Why you chose Postgres over MongoDB. Why you went with Hotwire instead of React. The reasoning matters as much as the choice — it prevents your agent from revisiting settled questions.

Conventions and patterns

Your testing strategy, naming conventions, how you structure controllers. Your agent follows your patterns instead of guessing.

Architecture

How your system is structured, what connects to what, which services handle which concerns. Your agent understands the big picture, not just individual files.

What didn't work

Approaches you tried and abandoned, and why. This is one of the most valuable things to store — it prevents your agent from suggesting something you already know fails.

Domain knowledge

Business rules, industry terminology, regulatory constraints — the things an AI wouldn't know about your specific domain.

How It Works in Practice

You don't need to manage your agent's memory manually. Just talk to it naturally.

# Teaching your agent:

"We tried caching with Redis but it was overkill for our traffic. Switched to Solid Cache."

Your agent stores this. Next time it considers caching, it already knows Redis was tried and rejected — and why.

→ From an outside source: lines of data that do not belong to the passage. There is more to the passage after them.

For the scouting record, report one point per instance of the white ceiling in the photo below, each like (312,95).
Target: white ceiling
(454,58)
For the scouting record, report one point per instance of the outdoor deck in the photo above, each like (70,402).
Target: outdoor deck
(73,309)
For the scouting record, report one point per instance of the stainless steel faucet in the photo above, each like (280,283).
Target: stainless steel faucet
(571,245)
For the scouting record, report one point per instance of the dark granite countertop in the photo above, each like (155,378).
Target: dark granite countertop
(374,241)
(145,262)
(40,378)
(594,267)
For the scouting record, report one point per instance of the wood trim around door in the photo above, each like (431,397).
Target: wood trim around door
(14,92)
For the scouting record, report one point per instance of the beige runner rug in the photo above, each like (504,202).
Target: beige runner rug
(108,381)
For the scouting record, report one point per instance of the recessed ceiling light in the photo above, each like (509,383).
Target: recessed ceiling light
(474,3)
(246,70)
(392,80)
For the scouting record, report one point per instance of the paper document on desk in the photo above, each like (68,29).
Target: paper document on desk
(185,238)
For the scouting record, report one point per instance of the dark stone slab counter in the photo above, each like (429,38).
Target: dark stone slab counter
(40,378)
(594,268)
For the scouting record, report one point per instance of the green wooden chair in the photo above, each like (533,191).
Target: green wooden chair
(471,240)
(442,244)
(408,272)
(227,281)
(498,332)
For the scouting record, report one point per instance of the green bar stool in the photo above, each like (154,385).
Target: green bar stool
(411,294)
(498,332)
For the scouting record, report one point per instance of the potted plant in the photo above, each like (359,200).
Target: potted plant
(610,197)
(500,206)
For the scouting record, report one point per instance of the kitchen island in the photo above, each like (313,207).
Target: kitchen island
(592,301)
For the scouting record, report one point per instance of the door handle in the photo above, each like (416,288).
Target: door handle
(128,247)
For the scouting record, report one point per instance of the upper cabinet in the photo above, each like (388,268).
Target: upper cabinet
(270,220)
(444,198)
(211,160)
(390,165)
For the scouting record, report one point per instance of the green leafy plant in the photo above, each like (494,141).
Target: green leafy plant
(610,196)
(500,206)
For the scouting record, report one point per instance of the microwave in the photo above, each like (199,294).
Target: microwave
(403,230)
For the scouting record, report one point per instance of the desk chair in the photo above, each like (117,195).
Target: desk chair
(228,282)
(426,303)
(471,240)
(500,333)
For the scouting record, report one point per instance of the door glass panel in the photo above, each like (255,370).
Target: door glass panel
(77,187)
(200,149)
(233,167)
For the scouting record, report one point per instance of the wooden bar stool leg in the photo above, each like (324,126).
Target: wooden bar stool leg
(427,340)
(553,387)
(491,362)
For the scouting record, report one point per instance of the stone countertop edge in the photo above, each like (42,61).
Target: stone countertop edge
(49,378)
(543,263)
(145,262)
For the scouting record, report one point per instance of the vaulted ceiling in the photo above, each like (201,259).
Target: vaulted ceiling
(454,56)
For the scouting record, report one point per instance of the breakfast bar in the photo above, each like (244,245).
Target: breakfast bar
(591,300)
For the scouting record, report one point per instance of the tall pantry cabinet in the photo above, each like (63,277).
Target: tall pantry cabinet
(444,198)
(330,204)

# Three weeks later, in a new session:

"Add caching to the API responses."

Your agent reaches for Solid Cache, not Redis. No correction needed. No time wasted.

Memory Compounds

The more you work with your agent, the smarter it gets. Each decision, each convention, each lesson learned makes every future session more productive.

Week 1:

Your agent knows your tech stack and basic conventions.

Month 1:

Your agent knows dozens of decisions, why each was made, what was rejected, and your team's patterns.

Month 3:

Your agent has institutional knowledge that would take a new team member weeks to absorb. It coaches based on accumulated context, not just the code in front of it.

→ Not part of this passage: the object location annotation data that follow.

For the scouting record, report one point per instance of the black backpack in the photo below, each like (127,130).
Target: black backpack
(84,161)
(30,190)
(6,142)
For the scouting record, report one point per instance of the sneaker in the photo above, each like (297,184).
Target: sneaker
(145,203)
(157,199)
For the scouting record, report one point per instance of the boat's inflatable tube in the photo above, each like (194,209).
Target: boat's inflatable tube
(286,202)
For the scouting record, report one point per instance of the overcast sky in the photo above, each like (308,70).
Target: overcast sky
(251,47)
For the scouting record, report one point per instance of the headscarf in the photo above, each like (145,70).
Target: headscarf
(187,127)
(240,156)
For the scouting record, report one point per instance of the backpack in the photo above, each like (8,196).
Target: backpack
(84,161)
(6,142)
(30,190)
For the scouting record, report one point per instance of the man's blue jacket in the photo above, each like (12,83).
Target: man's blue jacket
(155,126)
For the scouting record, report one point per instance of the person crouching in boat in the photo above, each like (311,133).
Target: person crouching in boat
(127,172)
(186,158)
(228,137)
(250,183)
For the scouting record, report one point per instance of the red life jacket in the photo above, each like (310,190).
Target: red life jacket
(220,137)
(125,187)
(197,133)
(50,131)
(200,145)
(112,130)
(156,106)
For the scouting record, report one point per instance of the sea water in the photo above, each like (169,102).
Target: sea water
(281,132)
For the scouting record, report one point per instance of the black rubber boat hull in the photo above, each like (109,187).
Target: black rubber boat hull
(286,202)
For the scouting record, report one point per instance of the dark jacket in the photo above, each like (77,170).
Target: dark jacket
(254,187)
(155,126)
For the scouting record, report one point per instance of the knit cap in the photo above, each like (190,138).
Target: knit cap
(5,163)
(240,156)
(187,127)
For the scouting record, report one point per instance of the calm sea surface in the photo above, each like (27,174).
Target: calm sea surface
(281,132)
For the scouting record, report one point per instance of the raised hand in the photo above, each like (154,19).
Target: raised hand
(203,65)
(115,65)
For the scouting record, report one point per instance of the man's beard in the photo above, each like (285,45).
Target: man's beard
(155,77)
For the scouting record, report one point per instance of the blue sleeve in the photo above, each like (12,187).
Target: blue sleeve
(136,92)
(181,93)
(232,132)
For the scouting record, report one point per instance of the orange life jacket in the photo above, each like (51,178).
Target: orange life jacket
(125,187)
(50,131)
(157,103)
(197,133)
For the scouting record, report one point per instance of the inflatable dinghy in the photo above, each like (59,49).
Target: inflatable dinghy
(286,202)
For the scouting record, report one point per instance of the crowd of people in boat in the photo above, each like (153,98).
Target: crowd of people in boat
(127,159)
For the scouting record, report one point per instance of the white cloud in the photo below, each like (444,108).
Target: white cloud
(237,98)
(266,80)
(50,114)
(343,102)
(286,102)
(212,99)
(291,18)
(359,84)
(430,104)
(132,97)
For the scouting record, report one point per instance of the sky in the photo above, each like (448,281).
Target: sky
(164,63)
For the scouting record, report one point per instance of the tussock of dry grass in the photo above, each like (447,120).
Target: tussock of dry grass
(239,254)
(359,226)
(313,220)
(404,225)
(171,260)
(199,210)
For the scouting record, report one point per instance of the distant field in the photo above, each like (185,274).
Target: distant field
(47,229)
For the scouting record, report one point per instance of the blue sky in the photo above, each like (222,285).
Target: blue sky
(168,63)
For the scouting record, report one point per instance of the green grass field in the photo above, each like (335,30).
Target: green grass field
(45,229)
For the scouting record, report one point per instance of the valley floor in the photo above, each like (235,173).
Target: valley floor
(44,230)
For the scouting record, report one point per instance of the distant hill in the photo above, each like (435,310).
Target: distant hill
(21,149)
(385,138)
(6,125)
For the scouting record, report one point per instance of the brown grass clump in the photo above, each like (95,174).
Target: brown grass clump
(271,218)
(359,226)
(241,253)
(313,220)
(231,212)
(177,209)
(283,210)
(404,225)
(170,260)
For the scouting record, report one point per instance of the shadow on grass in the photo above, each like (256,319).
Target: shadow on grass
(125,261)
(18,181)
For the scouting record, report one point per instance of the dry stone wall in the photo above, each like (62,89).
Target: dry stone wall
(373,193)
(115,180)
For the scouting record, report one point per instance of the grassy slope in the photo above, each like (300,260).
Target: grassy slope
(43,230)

This is the difference between an AI tool that writes code and a product coach that knows whether what you're building is the right thing to build.

Automatic, Not Manual

You don't have to remember to save things. As you work, your agent naturally captures decisions, learns from outcomes, and builds context. You can also teach it directly — just tell it something it should know, and it stores it.

When context is relevant to what you're working on, it surfaces automatically. You don't search for it — your agent brings it to you.